Ankara, Ağustos’un son 15 gününde Birleşik Arap Emirlikleri (BAE) açılımına imza attı. Bizzat Erdoğan, önce BAE Ulusal Güvenlik Danışmanı Şeyh Tahnoun Bin Zayed Al Nahyan başkanlığında bir heyeti kabul etti. Ardından BAE Veliaht Prensi Muhammed bin Zayed Al Nahyan’la telefon görüşmesi yaptı.
İktidar medyasının yıllardır, hatta daha düne kadar bu ülke ve Prens hakkında yazdıklarını hatırlayalım.

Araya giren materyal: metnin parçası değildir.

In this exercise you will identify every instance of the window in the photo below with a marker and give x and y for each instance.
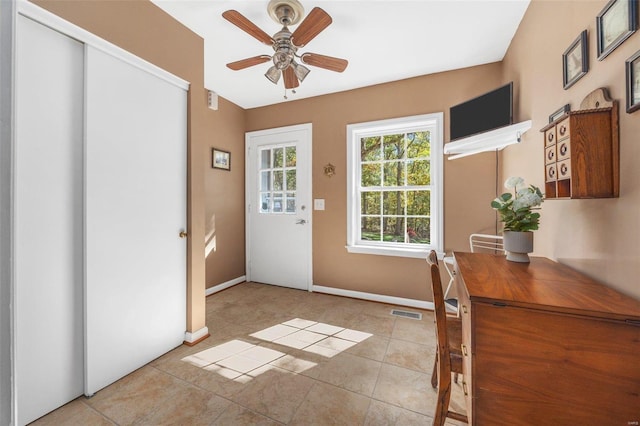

BAE Türkiye’ye Hangi Kötülükleri Yaptı?
“Türkiye’ye karşı nereden bir kötülük hareketi geliştirilse içinde, ortasında, kenarında, köşesinde mutlaka rol üstlenen ülke olduğu” anlatıldı…

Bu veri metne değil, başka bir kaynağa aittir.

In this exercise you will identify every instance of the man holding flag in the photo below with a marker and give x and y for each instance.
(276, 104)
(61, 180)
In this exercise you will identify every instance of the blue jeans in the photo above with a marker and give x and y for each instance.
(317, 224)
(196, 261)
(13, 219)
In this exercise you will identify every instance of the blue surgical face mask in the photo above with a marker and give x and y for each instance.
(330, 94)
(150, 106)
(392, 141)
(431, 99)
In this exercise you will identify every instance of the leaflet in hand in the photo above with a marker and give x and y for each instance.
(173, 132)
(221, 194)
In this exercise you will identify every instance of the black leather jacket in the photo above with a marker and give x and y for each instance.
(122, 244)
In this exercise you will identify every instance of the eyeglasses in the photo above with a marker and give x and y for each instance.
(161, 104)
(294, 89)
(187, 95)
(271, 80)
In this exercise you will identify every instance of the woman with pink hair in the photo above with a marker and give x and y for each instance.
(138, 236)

“Para gücüyle suni lobi faaliyetleri yürütüp Türkiye’ye zarar verecek her türlü hareketin finansmanı sağladığı” vurgulandı…
Hakkında “Türkiye’nin Rusya ile yaptığı İdlib anlaşmasını sabote etmek için Şam rejimine 250 milyon dolar rüşvet teklif edecek kadar pervasızlaşan bir fitne yuvası” denildi…
“Sinsiliğin, iki yüzlülüğün dik âlâsı” ilân edildi…
“2013’teki Gezi olaylarından bu yana Erdoğan hükümetini devirme amacı taşıyan bel altı vuruşların hemen hepsinde rol oynadığı” öne sürüldü…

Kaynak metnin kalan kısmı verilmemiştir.